Chief justice calls on Maine lawmakers to support $15 million bond for e-filing

Chief Justice Leigh I. Saufley (center) and Governor Paul LePage (center right) arrive in the House of Representatives chamber for LePage's 2014 State of the State address at the State House in Augusta Feb. 4.
Chief Justice Leigh I. Saufley (center) and Governor Paul LePage (center right) arrive in the House of Representatives chamber for LePage's 2014 State of the State address at the State House in Augusta Feb. 4. Buy Photo
Posted Feb. 25, 2014, at 12:37 p.m.
Last modified Feb. 25, 2014, at 6:53 p.m.
Leigh Saufley.
Gregory Rec | Pool/PPH
Leigh Saufley.

AUGUSTA, Maine — Leigh I. Saufley, chief justice of the Maine Supreme Judicial Court, called on legislators Tuesday to support funding for an electronic case-filing system that would allow the public online access to information that now must be requested in person at a courthouse.

Saufley called on lawmakers to support LD 1789, a bill submitted by Gov. Paul LePage, that would allow the issuance of up to $15 million in bonds to purchase an e-filing system.

“I know that I don’t have to tell you, the Maine Legislature, that the public deserves electronic access to its government,” Saufley told the joint assembly of the House and Senate. “I can go online from anywhere and find the pending bills, the sponsors and committee assignments, the status of those bills, both in the committee and on the floor, the language of proposed amendments, committee hearing dates, and all written testimony.

“We seek nothing less for Maine people’s access to justice,” she continued. “Case information, schedules and public documents should be easily accessible.

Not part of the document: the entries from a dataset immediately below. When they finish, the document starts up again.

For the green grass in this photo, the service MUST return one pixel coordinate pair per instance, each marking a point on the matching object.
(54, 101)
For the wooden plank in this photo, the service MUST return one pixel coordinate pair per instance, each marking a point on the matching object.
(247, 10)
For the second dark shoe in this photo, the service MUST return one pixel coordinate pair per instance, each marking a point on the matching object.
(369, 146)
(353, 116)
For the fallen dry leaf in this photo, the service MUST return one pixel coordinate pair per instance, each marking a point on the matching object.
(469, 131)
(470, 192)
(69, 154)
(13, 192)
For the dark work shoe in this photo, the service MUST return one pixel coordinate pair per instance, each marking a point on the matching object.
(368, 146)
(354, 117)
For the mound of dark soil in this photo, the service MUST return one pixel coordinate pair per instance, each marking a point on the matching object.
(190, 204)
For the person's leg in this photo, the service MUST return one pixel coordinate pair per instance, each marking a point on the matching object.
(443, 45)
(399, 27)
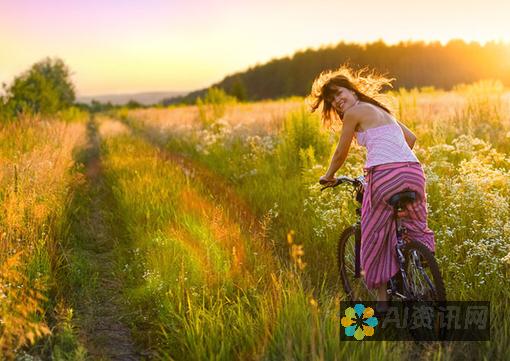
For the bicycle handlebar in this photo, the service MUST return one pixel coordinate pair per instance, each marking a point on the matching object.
(359, 181)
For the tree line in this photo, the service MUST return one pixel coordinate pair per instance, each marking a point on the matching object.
(412, 64)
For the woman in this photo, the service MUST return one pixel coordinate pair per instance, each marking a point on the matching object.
(391, 166)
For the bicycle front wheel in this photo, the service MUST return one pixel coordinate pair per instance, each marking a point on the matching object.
(354, 285)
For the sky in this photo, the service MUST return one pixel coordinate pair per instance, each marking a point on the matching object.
(129, 46)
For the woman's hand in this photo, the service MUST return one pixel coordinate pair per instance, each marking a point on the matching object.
(326, 180)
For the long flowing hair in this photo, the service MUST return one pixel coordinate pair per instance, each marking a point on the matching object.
(364, 83)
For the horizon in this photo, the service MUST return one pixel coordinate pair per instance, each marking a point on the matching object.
(159, 46)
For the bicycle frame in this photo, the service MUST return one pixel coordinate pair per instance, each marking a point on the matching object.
(402, 238)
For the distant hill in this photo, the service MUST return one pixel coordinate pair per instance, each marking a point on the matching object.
(412, 64)
(142, 98)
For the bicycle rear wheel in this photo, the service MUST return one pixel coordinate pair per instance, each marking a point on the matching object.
(354, 287)
(424, 281)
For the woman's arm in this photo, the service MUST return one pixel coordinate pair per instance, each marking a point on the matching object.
(408, 135)
(342, 149)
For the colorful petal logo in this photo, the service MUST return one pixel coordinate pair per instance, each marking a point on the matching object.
(359, 321)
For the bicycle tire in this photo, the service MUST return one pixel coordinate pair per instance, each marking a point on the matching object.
(430, 269)
(355, 288)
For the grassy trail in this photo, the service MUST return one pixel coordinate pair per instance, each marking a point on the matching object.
(100, 317)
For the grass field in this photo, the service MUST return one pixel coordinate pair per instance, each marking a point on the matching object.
(200, 233)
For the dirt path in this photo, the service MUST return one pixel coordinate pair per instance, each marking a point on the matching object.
(221, 193)
(100, 316)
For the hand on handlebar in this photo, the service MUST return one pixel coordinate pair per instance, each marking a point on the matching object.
(327, 181)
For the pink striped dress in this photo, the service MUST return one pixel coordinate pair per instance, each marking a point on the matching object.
(391, 167)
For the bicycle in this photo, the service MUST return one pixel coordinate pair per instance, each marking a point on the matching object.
(418, 278)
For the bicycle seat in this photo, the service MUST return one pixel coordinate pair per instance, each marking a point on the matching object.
(402, 198)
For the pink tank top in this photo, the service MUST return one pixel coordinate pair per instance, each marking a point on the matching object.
(385, 144)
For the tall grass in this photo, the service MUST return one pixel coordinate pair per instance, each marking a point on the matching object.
(463, 146)
(35, 175)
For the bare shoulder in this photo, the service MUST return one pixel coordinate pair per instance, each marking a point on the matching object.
(361, 111)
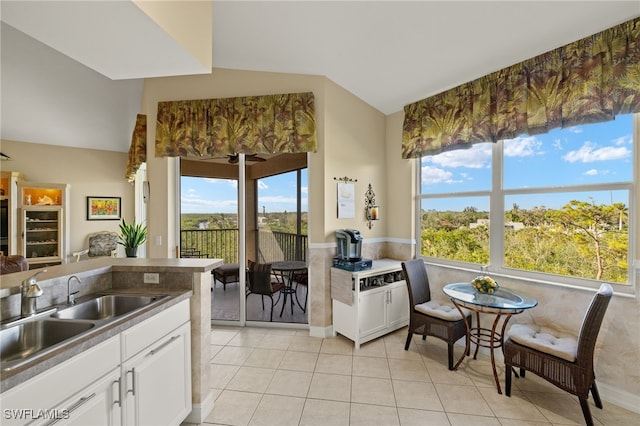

And the system must be carefully designed to assure that certain private information, such as Social Security numbers or victims’ addresses, are well protected.”

New Hampshire’s court system is in the process of converting to an electronic case filing system at a cost estimated between $10.4 million and $12.4 million, according to a report submitted in 2012 to the Legislature’s Appropriations and Judiciary committees.

Saufley said after her speech Tuesday that Maine’s system is estimated to cost less than $15 million. If approved, electronic filing would be implemented in phases beginning with criminal cases in 2017 and be completed two years later.

In her address, the chief justice echoed a theme in the governor’s State of the State address and said the judicial system needs more resources to address the state’s drug and alcohol addiction problems. Saufley did not ask for a specific amount of money to do that but set forth a three-part plan.

That plan includes: the formation of a statewide committee to re-energize the specialty courts, which include Drug, Mental Health and Veterans courts; an expansion of the Unified Criminal Docket to speed the resolution of criminal cases; and the implementation of a pretrial risk assessment that could divert low-risk offenders to treatment, improve victim safety, reduce recidivism and costs to the court system

Legislators on both sides of the aisle praised Saufley’s speech and ideas.

House Minority Leader Ken Fredette, R-Newport, said that e-filing would be a “real game changer for the court system in providing equal access to justice.”

Fredette, an attorney, is the sponsor of LD 1789.

“I applaud Justice Saufley for her commitment to increasing public access to our courts,” said Sen. Linda Valentino, D-Saco, who serves as chairwoman of the Judiciary Committee.

A hearing on the bill before the committee has not been scheduled.